The cutting-edge technologies of the SKA have direct and relevant interest to industry especially in the areas of Information and Communications Technologies (ICT), High Performance "Exascale" Computing (HPC) requiring programming and operation techniques that support many thousands of individual processors; Digital signal processing (DSP); Electromagnetic design and modelling for high performance, low cost phased arrays, Synchronisation & Timing, and Signal & Data Transport. Recently, more than 100 UK and global high-tech commercial entities, including multi-nationals Intel, IBM, Selex Galileo, NVIDIA, CISCO, Microsoft and Nokia-Siemens, expressed interest in participating in the SKA; ~40 of the 100 companies were from the UK.
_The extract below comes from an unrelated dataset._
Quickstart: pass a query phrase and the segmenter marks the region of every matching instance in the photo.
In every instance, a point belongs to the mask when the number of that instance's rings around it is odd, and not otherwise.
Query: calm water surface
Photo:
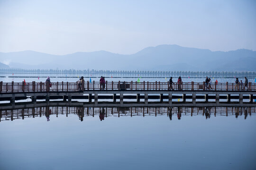
[[[255,170],[255,110],[2,118],[0,169]]]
This proposal is for support of the work at Cambridge during the first two years of the preconstruction phase of the project. Cambridge will undertake two high-profile roles. Cambridge will lead the work package "Science Data Processor" which will deliver all the required elements associated with the software and computing of the SKA (excluding the real time control and monitor). The team will also make signficant contributions to the architecture, requirements definition and overall design of the SDP element. The second role is a major input to the low-frequency aperture array design Cambridge will lead the system engineering work and overall architecture definition as well as the design and delivery of proptotype low-frequency antenna elements.

Planned Impact

The cutting-edge technologies of the SKA have direct and relevant interest to industry especially in the areas of Information and Communications Technologies (ICT), High Performance "Exascale" Computing (HPC) requiring programming and operation techniques that support many thousands of individual processors; Digital signal processing (DSP); Electromagnetic design and modelling for high performance, low cost phased arrays, Synchronisation & Timing, and Signal & Data Transport. Recently, more than 100 UK and global high-tech commercial entities, including multi-nationals Intel, IBM, Selex Galileo, NVIDIA, CISCO, Microsoft and Nokia-Siemens, expressed interest in participating in the SKA; ~40 of the 100 companies were from the UK.

For the specific research proposed in this application in support of the Camrbridge SKA group the following specific interactions with industry partners are in place:

1. For the development of the low-frequency aperture array element the work is being undertaken in collaboration with Cambridge Consultants Ltd. to produce a design suitable for mass maufacture. The likely impact of this will be the ability of UK industry to bid for the manufacturing of this ke element. The close collaboration with CCL ensures the translation of EM design skills.

2. For the Science data processor string partnerships have been established with Intel, IBM, NVIDIA, Xyratex, Mellanox, Oracle, and Microsoft Research. The SKA represents one extreme example of big-data challenges in which extremely large quantities of streaming data must be processed in pseudo real-time. This is a challenge of direct and immediate importance to industry. We have structured the interaction with these leading global companies so that the SKA will act as an exemplar to drive development within these partner industries. Techniques developed through this collaborative project will be directly translatable to a wide range of other problems and through our industry partners into product. IP arrangements will be determined by agreements with each partner. A specific focus will be the development of generic architectures and implementation solutions for the processing of large data volumes with specific emphasis on optimal approaches to data routing to minimise software development costs as well as maximising throughput.